Inactivation of chc in other endocytic mutants linked to dynamin function. (A–D) KCl-induced FM 1-43 labeling of synaptic boutons of w control (A) and several endocytic mutants (synj¹ [B], dap160^Δ1/dap160^Δ2 [C], and shi^ts1 [D]), not treated (left) and treated (right) with chlorpromazine to inactivate chc. Animals were stimulated with 90 mM KCl in FM 1-43 for 10 min. Experiments with shi^ts1 and CS controls (not depicted) were done at 32°C. Bar, 2.5 μm. (E and F) FlAsH-FALI of chc in +; 4C-chc⁺ dominantly inactivates chc.

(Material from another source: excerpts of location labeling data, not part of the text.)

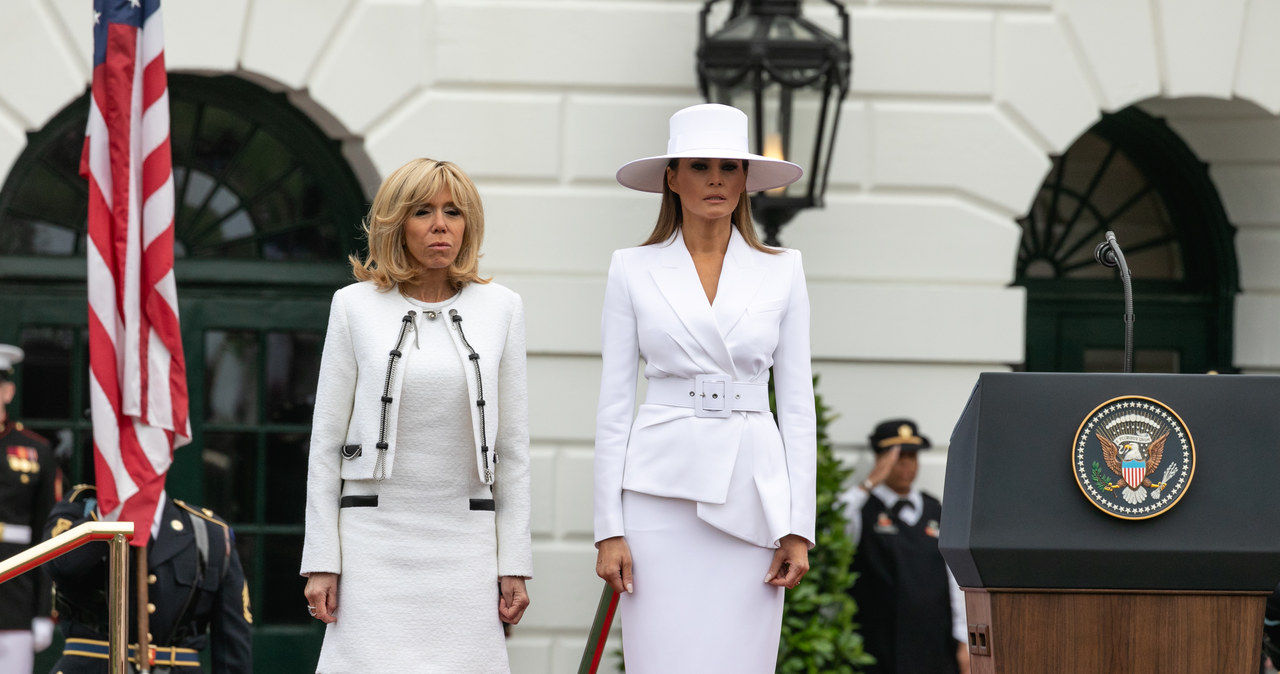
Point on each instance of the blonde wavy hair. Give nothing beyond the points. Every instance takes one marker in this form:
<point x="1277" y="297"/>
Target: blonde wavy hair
<point x="408" y="187"/>
<point x="671" y="214"/>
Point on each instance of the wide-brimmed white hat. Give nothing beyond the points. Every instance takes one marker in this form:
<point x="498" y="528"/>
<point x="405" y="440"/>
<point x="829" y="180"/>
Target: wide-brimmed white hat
<point x="709" y="131"/>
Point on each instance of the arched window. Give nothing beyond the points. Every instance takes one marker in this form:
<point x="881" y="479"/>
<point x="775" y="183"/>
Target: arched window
<point x="1133" y="175"/>
<point x="266" y="212"/>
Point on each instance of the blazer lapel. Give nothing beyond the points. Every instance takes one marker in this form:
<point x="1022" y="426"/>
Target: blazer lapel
<point x="174" y="536"/>
<point x="677" y="280"/>
<point x="740" y="280"/>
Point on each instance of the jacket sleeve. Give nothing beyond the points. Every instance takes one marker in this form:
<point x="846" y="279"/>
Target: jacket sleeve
<point x="792" y="384"/>
<point x="620" y="352"/>
<point x="511" y="490"/>
<point x="232" y="624"/>
<point x="44" y="505"/>
<point x="336" y="393"/>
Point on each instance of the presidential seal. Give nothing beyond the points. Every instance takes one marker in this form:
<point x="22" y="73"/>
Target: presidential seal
<point x="1133" y="457"/>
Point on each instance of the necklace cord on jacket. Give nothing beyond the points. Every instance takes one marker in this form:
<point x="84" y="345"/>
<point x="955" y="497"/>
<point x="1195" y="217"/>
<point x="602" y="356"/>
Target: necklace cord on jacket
<point x="475" y="362"/>
<point x="393" y="357"/>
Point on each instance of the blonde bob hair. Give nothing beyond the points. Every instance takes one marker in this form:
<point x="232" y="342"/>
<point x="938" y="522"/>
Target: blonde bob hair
<point x="671" y="215"/>
<point x="408" y="187"/>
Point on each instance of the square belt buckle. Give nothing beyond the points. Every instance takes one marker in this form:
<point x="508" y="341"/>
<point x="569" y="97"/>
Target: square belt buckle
<point x="712" y="394"/>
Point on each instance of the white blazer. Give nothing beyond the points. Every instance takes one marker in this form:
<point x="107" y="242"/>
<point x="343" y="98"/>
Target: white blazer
<point x="365" y="325"/>
<point x="752" y="477"/>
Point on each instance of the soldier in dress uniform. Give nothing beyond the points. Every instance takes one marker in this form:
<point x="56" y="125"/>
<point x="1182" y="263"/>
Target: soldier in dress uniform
<point x="27" y="481"/>
<point x="196" y="591"/>
<point x="909" y="605"/>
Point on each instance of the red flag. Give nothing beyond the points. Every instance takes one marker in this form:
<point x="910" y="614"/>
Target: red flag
<point x="137" y="374"/>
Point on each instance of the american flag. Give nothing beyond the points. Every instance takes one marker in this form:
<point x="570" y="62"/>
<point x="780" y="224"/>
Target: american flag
<point x="137" y="375"/>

FM 1-43 labeling of +/Y; 4C-chc⁺/+ (obtained from crossing 4C-chc⁺ males to CS virgins) using 3 min of 90-mM KCl stimulation either without (E) or with (F) FlAsH-FALI of chc. Note the membrane inclusions in animals where chc was inactivated using FlAsH-FALI. (G–I) Acute double mutant shi and chc NMJs show aberrant membrane internalizations. (G and H) FM 1-43 dye uptake (3 min of 90 mM KCl) in synaptic boutons of control shi^ts1/Y; 4C-chc⁺/+ animals, labeled at 20°C (G) or at 32°C (H) without FlAsH-FALI of chc. Note that the shi mutation at the restrictive temperature blocks membrane internalization. However, FM 1-43 labeling of shi^ts1/Y; 4C-chc⁺/+ animals where dynamin is inactivated at high temperature (32°C) and chc is photoinactivated using FlAsH-FALI reveals clear membrane internalization (I). Bar, 2.5 μm.